What is Avidya?

Avidya is a false perception by which the ignorant Jiva takes the body and intellect as pure, permanent and a source of pleasure.

Just as a king acts the part of a beggar, out of his own free will on the stage in a drama, so also the Sat-Chid-Ananda Brahman acts the part of a Jiva in this drama of the world out of his own free-will for sport.

The question why the drama of the world appears has not satisfactorily been answered. It can be understood as a self-imposition on absoluteness, a limitation of infinity, a disconnecting of the Unified Consciousness, a sport of manifoldness in undividedness. It is explained that even as a king in a drama puts on the garb of a beggar out of his own free will, so also the One appears as the many.

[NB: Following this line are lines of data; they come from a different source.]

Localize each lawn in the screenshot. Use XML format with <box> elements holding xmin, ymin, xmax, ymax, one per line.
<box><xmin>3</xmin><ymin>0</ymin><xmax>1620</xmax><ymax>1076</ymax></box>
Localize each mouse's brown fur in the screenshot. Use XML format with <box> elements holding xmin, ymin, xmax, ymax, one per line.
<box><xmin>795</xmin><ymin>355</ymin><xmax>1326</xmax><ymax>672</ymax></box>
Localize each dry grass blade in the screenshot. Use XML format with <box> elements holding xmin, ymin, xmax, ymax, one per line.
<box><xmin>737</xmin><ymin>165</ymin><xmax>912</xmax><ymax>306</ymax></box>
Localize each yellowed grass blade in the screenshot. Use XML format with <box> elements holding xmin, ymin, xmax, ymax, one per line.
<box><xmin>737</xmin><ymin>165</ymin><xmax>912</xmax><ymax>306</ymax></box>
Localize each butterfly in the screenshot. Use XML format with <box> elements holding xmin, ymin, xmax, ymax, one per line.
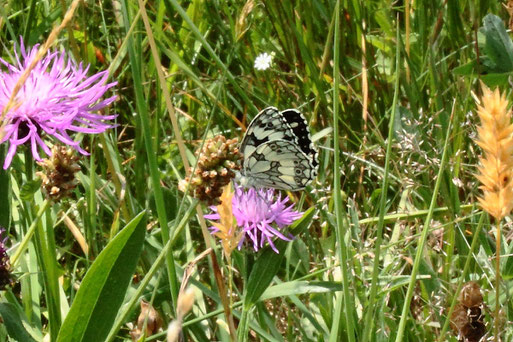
<box><xmin>236</xmin><ymin>107</ymin><xmax>318</xmax><ymax>191</ymax></box>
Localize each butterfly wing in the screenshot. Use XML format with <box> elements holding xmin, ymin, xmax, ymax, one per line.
<box><xmin>242</xmin><ymin>139</ymin><xmax>318</xmax><ymax>191</ymax></box>
<box><xmin>238</xmin><ymin>107</ymin><xmax>319</xmax><ymax>190</ymax></box>
<box><xmin>240</xmin><ymin>107</ymin><xmax>294</xmax><ymax>158</ymax></box>
<box><xmin>241</xmin><ymin>107</ymin><xmax>318</xmax><ymax>164</ymax></box>
<box><xmin>278</xmin><ymin>109</ymin><xmax>318</xmax><ymax>159</ymax></box>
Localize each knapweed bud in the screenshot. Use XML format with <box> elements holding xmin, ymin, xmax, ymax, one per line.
<box><xmin>180</xmin><ymin>135</ymin><xmax>241</xmax><ymax>205</ymax></box>
<box><xmin>36</xmin><ymin>145</ymin><xmax>81</xmax><ymax>201</ymax></box>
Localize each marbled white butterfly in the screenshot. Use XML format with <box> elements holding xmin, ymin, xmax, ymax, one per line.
<box><xmin>236</xmin><ymin>107</ymin><xmax>318</xmax><ymax>191</ymax></box>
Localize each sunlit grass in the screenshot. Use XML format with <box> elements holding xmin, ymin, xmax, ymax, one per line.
<box><xmin>1</xmin><ymin>1</ymin><xmax>513</xmax><ymax>342</ymax></box>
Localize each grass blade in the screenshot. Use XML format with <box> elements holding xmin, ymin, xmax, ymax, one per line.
<box><xmin>331</xmin><ymin>1</ymin><xmax>356</xmax><ymax>341</ymax></box>
<box><xmin>0</xmin><ymin>303</ymin><xmax>37</xmax><ymax>342</ymax></box>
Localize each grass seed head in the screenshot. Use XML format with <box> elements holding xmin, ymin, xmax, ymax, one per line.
<box><xmin>474</xmin><ymin>85</ymin><xmax>513</xmax><ymax>220</ymax></box>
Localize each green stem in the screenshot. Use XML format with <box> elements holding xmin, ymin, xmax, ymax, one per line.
<box><xmin>331</xmin><ymin>1</ymin><xmax>355</xmax><ymax>341</ymax></box>
<box><xmin>121</xmin><ymin>0</ymin><xmax>178</xmax><ymax>307</ymax></box>
<box><xmin>438</xmin><ymin>211</ymin><xmax>485</xmax><ymax>341</ymax></box>
<box><xmin>10</xmin><ymin>199</ymin><xmax>50</xmax><ymax>267</ymax></box>
<box><xmin>237</xmin><ymin>308</ymin><xmax>250</xmax><ymax>342</ymax></box>
<box><xmin>358</xmin><ymin>204</ymin><xmax>474</xmax><ymax>225</ymax></box>
<box><xmin>495</xmin><ymin>221</ymin><xmax>501</xmax><ymax>342</ymax></box>
<box><xmin>394</xmin><ymin>103</ymin><xmax>454</xmax><ymax>342</ymax></box>
<box><xmin>361</xmin><ymin>17</ymin><xmax>402</xmax><ymax>342</ymax></box>
<box><xmin>34</xmin><ymin>205</ymin><xmax>61</xmax><ymax>341</ymax></box>
<box><xmin>166</xmin><ymin>0</ymin><xmax>257</xmax><ymax>114</ymax></box>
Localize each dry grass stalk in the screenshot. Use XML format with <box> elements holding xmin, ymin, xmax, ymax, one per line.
<box><xmin>475</xmin><ymin>85</ymin><xmax>513</xmax><ymax>220</ymax></box>
<box><xmin>166</xmin><ymin>287</ymin><xmax>195</xmax><ymax>342</ymax></box>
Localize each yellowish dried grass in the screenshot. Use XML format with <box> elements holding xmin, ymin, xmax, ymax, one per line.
<box><xmin>209</xmin><ymin>185</ymin><xmax>244</xmax><ymax>260</ymax></box>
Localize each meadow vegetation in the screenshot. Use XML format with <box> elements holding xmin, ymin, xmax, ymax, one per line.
<box><xmin>1</xmin><ymin>0</ymin><xmax>513</xmax><ymax>341</ymax></box>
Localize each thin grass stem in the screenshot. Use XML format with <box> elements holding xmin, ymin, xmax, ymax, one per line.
<box><xmin>361</xmin><ymin>16</ymin><xmax>402</xmax><ymax>342</ymax></box>
<box><xmin>438</xmin><ymin>211</ymin><xmax>485</xmax><ymax>341</ymax></box>
<box><xmin>394</xmin><ymin>100</ymin><xmax>455</xmax><ymax>342</ymax></box>
<box><xmin>331</xmin><ymin>1</ymin><xmax>356</xmax><ymax>341</ymax></box>
<box><xmin>495</xmin><ymin>221</ymin><xmax>501</xmax><ymax>342</ymax></box>
<box><xmin>11</xmin><ymin>199</ymin><xmax>50</xmax><ymax>267</ymax></box>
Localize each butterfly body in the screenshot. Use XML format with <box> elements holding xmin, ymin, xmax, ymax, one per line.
<box><xmin>236</xmin><ymin>107</ymin><xmax>318</xmax><ymax>191</ymax></box>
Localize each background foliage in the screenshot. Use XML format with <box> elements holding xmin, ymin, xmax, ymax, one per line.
<box><xmin>1</xmin><ymin>0</ymin><xmax>513</xmax><ymax>341</ymax></box>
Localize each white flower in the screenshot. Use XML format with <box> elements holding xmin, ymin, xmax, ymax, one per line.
<box><xmin>254</xmin><ymin>52</ymin><xmax>273</xmax><ymax>71</ymax></box>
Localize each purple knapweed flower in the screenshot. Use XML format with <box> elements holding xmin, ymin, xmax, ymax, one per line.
<box><xmin>206</xmin><ymin>184</ymin><xmax>303</xmax><ymax>253</ymax></box>
<box><xmin>0</xmin><ymin>40</ymin><xmax>117</xmax><ymax>169</ymax></box>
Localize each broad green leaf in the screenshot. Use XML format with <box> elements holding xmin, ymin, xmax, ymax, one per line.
<box><xmin>483</xmin><ymin>14</ymin><xmax>513</xmax><ymax>73</ymax></box>
<box><xmin>481</xmin><ymin>72</ymin><xmax>512</xmax><ymax>87</ymax></box>
<box><xmin>0</xmin><ymin>303</ymin><xmax>36</xmax><ymax>342</ymax></box>
<box><xmin>56</xmin><ymin>211</ymin><xmax>146</xmax><ymax>342</ymax></box>
<box><xmin>243</xmin><ymin>207</ymin><xmax>315</xmax><ymax>309</ymax></box>
<box><xmin>457</xmin><ymin>15</ymin><xmax>513</xmax><ymax>80</ymax></box>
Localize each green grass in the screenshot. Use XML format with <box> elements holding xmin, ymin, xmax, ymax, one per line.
<box><xmin>1</xmin><ymin>0</ymin><xmax>513</xmax><ymax>341</ymax></box>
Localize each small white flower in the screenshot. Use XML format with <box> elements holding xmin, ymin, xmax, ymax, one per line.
<box><xmin>254</xmin><ymin>52</ymin><xmax>273</xmax><ymax>71</ymax></box>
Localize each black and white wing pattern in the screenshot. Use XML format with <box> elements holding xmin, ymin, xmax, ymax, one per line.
<box><xmin>237</xmin><ymin>107</ymin><xmax>318</xmax><ymax>191</ymax></box>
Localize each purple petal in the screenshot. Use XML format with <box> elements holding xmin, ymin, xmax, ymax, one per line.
<box><xmin>0</xmin><ymin>39</ymin><xmax>117</xmax><ymax>169</ymax></box>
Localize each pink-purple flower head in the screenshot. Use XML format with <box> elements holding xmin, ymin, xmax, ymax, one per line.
<box><xmin>0</xmin><ymin>40</ymin><xmax>117</xmax><ymax>169</ymax></box>
<box><xmin>206</xmin><ymin>185</ymin><xmax>303</xmax><ymax>253</ymax></box>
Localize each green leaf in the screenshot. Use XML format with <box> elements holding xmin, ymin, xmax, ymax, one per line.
<box><xmin>503</xmin><ymin>241</ymin><xmax>513</xmax><ymax>280</ymax></box>
<box><xmin>243</xmin><ymin>207</ymin><xmax>315</xmax><ymax>309</ymax></box>
<box><xmin>481</xmin><ymin>72</ymin><xmax>512</xmax><ymax>87</ymax></box>
<box><xmin>56</xmin><ymin>211</ymin><xmax>146</xmax><ymax>342</ymax></box>
<box><xmin>503</xmin><ymin>257</ymin><xmax>513</xmax><ymax>281</ymax></box>
<box><xmin>260</xmin><ymin>281</ymin><xmax>342</xmax><ymax>301</ymax></box>
<box><xmin>20</xmin><ymin>178</ymin><xmax>42</xmax><ymax>202</ymax></box>
<box><xmin>0</xmin><ymin>303</ymin><xmax>37</xmax><ymax>342</ymax></box>
<box><xmin>483</xmin><ymin>14</ymin><xmax>513</xmax><ymax>73</ymax></box>
<box><xmin>453</xmin><ymin>60</ymin><xmax>477</xmax><ymax>76</ymax></box>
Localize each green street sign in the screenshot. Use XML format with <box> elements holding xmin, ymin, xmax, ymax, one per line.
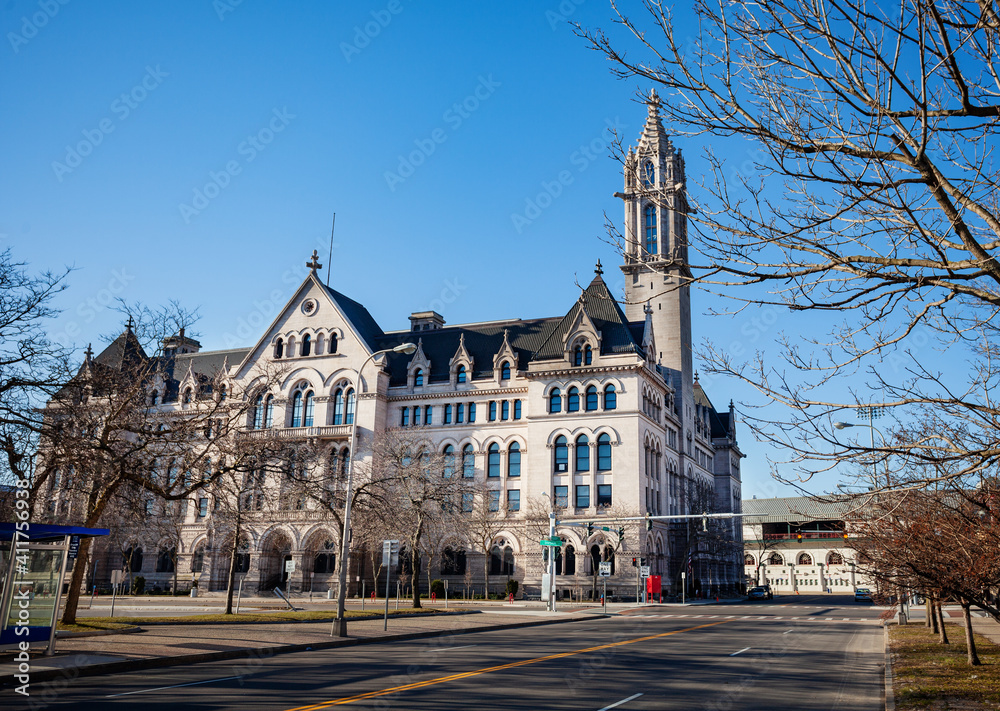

It is understandable that as long as the king is conscious of his kingship even in the state of his counterfeit beggarliness, he is in sport and enjoys the fun! But if the king is to forget his pristine nature in his pretended state of the beggar, then the sport is no more a sport but an imprisonment in the consciousness of what he is not. Protracted belief in and imagination of one's being something makes one as such, because the original imagining Self is all-powerful. 

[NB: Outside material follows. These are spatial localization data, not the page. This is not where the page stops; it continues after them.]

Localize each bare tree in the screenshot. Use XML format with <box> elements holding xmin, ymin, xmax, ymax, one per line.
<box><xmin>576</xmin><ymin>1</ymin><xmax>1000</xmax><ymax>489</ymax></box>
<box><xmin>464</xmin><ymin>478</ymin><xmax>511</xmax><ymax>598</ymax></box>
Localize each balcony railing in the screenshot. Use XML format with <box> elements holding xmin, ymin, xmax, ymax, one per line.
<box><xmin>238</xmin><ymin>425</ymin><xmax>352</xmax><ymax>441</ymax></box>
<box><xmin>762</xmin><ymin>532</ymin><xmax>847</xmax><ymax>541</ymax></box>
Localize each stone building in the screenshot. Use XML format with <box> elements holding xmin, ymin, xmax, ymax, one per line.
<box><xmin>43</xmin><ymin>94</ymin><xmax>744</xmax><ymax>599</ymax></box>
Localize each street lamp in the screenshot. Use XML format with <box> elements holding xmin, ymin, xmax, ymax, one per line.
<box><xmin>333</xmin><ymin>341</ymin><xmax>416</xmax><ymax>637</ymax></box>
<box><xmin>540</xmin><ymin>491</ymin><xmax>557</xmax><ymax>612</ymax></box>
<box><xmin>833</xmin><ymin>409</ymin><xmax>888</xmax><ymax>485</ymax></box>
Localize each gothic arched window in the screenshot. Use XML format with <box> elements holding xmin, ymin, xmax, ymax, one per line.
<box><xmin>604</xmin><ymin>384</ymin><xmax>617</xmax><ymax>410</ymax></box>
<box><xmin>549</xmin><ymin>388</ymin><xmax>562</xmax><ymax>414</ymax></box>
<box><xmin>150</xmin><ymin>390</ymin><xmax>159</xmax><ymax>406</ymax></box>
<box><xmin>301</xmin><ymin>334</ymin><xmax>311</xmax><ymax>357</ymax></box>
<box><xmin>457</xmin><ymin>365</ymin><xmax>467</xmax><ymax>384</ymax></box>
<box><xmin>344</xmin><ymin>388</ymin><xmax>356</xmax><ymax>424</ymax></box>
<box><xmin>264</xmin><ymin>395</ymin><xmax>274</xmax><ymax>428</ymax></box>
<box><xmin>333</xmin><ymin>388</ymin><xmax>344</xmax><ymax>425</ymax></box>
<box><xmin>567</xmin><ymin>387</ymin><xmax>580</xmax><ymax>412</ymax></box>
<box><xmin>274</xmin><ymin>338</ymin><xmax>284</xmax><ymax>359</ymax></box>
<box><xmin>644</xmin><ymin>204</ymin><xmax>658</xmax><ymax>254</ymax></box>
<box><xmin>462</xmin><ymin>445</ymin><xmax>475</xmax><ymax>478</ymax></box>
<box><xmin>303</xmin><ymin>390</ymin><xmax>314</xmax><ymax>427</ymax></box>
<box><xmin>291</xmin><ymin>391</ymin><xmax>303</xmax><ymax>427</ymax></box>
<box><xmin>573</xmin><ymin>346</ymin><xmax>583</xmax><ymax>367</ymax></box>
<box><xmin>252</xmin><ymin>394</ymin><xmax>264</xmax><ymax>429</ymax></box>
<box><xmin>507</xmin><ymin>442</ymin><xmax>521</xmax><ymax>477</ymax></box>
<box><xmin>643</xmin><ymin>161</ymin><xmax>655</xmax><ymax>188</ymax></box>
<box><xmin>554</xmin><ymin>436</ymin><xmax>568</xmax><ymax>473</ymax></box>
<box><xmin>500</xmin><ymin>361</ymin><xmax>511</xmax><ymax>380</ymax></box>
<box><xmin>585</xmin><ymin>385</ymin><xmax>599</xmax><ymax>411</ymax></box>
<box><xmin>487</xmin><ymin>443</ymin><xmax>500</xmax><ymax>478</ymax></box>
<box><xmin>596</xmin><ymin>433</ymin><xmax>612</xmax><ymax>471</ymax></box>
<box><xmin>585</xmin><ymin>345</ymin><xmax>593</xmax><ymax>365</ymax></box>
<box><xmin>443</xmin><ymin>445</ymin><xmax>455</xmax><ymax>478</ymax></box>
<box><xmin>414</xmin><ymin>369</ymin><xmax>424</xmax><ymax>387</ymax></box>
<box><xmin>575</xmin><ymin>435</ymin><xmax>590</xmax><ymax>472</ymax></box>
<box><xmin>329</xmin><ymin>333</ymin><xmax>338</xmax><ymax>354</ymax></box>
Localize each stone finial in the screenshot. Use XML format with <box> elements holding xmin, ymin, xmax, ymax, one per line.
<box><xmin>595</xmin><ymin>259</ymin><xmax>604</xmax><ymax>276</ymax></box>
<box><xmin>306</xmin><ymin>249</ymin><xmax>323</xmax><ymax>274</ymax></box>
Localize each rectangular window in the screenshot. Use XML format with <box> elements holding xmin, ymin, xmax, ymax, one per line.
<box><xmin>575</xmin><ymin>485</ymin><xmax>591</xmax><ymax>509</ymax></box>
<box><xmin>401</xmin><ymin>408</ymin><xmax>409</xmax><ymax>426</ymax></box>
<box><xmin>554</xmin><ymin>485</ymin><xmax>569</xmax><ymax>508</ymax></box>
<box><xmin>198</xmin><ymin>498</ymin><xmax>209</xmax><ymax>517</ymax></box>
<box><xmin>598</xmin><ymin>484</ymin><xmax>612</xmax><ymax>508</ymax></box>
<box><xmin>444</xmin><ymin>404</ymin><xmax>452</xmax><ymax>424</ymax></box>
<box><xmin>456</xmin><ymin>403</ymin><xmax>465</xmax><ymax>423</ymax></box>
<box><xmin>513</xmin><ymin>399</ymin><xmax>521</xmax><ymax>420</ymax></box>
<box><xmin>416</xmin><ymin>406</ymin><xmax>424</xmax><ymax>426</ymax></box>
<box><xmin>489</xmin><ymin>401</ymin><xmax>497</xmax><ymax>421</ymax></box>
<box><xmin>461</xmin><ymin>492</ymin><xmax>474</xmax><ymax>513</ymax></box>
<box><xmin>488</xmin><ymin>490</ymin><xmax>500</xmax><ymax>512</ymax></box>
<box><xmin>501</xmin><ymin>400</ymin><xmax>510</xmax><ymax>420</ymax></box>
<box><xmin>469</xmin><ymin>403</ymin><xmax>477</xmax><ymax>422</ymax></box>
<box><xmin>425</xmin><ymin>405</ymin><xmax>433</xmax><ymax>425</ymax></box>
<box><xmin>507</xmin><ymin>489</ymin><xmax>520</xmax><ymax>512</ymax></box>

The Satchidananda-Essence has put on the forms of the world as a play – we have to call it a play, for we cannot give any other reason for the appearance of the world – but the centres of subsequent imagination which were originally evolved out of the absolute mentation begin to play the part of the fool and due to continuous affirmation they become fools themselves, the individuals tied to earthliness.


The individual or the Jiva does not know that it is playing a sport, but thinks that it is actually what it appears to be in the imagined garb. Here lies the bondage of the individual in contradiction to the Essence of Satchidananda which consciously appears to itself as the manifold universe. The aspirants have to learn a lesson from this against feigning themselves to be something which is undesirable, even for the sake of mere fun. Fun later on turns into reality and the fun-maker is eventually bound by his own creation. Whatever one thinks, that he becomes, for the source of imagination is the omnipotent Self. One who believes that he is Brahman becomes Brahman Itself. 

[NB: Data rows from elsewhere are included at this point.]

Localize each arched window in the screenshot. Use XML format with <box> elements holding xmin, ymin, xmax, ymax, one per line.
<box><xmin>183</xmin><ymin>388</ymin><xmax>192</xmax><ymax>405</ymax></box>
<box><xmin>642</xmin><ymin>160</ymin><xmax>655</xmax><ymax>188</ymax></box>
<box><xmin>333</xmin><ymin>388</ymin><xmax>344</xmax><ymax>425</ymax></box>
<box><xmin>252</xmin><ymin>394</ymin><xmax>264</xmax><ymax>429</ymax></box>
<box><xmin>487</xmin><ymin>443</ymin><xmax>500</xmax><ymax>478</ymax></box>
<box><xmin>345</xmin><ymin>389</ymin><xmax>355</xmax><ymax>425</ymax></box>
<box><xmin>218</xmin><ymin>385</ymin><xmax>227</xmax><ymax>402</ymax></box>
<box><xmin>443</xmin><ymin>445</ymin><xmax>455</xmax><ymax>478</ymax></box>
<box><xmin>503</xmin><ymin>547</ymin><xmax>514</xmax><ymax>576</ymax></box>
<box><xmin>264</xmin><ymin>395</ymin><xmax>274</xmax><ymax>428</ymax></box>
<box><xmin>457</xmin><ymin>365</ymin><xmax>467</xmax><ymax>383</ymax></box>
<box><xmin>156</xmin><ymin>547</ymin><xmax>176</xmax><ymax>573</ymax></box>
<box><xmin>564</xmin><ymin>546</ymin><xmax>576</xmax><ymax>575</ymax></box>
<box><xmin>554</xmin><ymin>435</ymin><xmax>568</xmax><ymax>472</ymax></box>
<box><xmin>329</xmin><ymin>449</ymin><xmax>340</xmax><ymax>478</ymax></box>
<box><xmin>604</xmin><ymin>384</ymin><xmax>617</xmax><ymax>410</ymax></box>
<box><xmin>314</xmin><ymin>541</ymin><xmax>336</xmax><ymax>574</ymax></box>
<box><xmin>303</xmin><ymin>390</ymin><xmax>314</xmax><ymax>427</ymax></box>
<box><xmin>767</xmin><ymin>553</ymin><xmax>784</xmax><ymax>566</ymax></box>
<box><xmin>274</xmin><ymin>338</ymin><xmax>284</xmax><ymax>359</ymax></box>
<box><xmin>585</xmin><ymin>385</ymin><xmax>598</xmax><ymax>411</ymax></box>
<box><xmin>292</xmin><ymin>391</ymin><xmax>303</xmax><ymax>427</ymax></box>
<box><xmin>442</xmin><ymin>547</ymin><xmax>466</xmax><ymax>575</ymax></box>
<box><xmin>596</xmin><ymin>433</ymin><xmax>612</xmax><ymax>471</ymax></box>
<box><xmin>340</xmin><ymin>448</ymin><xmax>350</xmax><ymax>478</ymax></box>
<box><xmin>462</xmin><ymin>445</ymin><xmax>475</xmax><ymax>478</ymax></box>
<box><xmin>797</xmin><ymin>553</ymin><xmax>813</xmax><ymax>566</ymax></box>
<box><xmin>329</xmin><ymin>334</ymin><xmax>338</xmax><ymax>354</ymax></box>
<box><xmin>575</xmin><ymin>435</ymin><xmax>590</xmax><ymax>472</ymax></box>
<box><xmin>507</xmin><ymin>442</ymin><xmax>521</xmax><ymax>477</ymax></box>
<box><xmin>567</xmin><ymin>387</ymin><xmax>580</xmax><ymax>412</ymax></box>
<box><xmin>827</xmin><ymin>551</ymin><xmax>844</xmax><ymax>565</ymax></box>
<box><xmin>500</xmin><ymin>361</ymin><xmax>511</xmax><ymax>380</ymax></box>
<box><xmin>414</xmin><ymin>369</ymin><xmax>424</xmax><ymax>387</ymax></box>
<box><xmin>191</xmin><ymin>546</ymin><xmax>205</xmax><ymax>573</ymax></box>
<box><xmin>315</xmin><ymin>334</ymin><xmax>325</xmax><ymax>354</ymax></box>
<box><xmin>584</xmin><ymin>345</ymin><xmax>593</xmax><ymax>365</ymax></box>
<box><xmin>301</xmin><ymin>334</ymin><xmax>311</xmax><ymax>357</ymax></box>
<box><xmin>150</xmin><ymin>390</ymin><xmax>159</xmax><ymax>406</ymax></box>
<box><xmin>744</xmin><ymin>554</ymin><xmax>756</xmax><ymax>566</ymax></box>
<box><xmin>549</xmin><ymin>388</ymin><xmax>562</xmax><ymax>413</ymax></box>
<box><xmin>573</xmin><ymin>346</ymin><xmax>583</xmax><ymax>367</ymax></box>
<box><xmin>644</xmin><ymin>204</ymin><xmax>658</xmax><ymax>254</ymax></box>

There is a story that a thief had by force of circumstances to pretend to be a saint and he later on actually became a saint. Even a Sattwika type of person, well established in religion and virtue, would turn to be Tamasic and brutal in course of time if he begins to act constantly the part of a demon in a drama. The emotions that are roused when acting have got a lasting effect and they affect the individual permanently. This theory is applied in the Bhramara-Kita-Nyaya of Vedantic Meditation where the meditator affirms his being Brahman and thus becomes Brahman actually.